JERUSALEM • Two months into a wave of stabbings, shootings and vehicle attacks by Palestinians targeting Israelis, gaps are emerging between Prime Minister Benjamin Netanyahu, the military and intelligence chiefs over what is driving the violence.
The rifts raise questions about whether the right tactics are being used to quell the unrest, the most sustained that Israel, Jerusalem and the West Bank have experienced since the last Palestinian uprising, or intifada, ended in 2005.
While there is agreement between Mr Netanyahu, the military and the Shin Bet security agency about broad aspects of the violence - that it is being carried out by "lone wolves" active on social media and that tensions over the al-Aqsa mosque compound in Jerusalem have contributed - the deeper causes are disputed.
Mr Netanyahu has repeatedly accused Palestinian President Mahmoud Abbas of directly inciting the unrest. He also describes it as a manifestation of Palestinians' hatred of Jews and unwillingness to accept Israel's right to exist.
"What is driving this terrorism is opposition to Israel as the nation state of the Jewish people, within any borders," he said on Sunday.
In contrast, the military and Shin Bet have tended to point to a variety of economic and socio-political factors that they see fuelling Palestinian anger and frustration.
"The motivation for action is based on feelings of national, economic and personal discrimination," Shin Bet wrote in an analysis last month. "For some of the assailants, an attack provides an escape from a desperate reality they believe cannot be changed."
At a Cabinet meeting in November, the head of the army's intelligence division gave a similar description, leading to a row with at least one minister.
Since Oct 1, when the violence began, 19 Israelis and an American have been killed. Over the same period, Israeli forces have shot dead 97 Palestinians.
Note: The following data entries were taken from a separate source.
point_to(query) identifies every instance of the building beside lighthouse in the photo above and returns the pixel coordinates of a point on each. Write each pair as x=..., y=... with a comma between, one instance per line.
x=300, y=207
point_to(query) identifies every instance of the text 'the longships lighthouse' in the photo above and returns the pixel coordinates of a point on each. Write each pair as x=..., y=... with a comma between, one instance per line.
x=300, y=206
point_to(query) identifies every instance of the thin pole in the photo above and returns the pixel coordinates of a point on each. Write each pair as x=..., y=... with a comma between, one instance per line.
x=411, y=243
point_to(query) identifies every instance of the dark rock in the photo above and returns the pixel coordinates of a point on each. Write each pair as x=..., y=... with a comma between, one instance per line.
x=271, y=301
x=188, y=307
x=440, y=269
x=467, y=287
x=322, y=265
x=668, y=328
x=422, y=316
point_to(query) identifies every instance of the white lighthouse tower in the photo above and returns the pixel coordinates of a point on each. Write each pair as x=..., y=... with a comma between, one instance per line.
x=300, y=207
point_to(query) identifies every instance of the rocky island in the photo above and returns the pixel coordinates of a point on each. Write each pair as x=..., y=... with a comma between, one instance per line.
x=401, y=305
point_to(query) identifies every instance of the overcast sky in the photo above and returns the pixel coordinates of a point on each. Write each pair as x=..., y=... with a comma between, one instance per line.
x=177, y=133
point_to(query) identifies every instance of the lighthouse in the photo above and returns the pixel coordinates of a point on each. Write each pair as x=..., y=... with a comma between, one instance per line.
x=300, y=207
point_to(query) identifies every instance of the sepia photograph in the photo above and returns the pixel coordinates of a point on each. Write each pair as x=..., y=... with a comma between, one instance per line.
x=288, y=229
As well as differences in identifying the causes, there are gaps in the approach being advocated to quell the situation.
The military, which is minutely involved in maintaining stability, is pushing for pinpoint operations that target specific perpetrators. Senior ministers want a heavier toll to be exacted on the Palestinians.
Mr Netanyahu has shown no inclination so far to launch a huge military operation, despite ramping up deployments in the West Bank. He has also rejected suggestions of offering concessions to the Palestinians to defuse tension, saying the violence has to end first.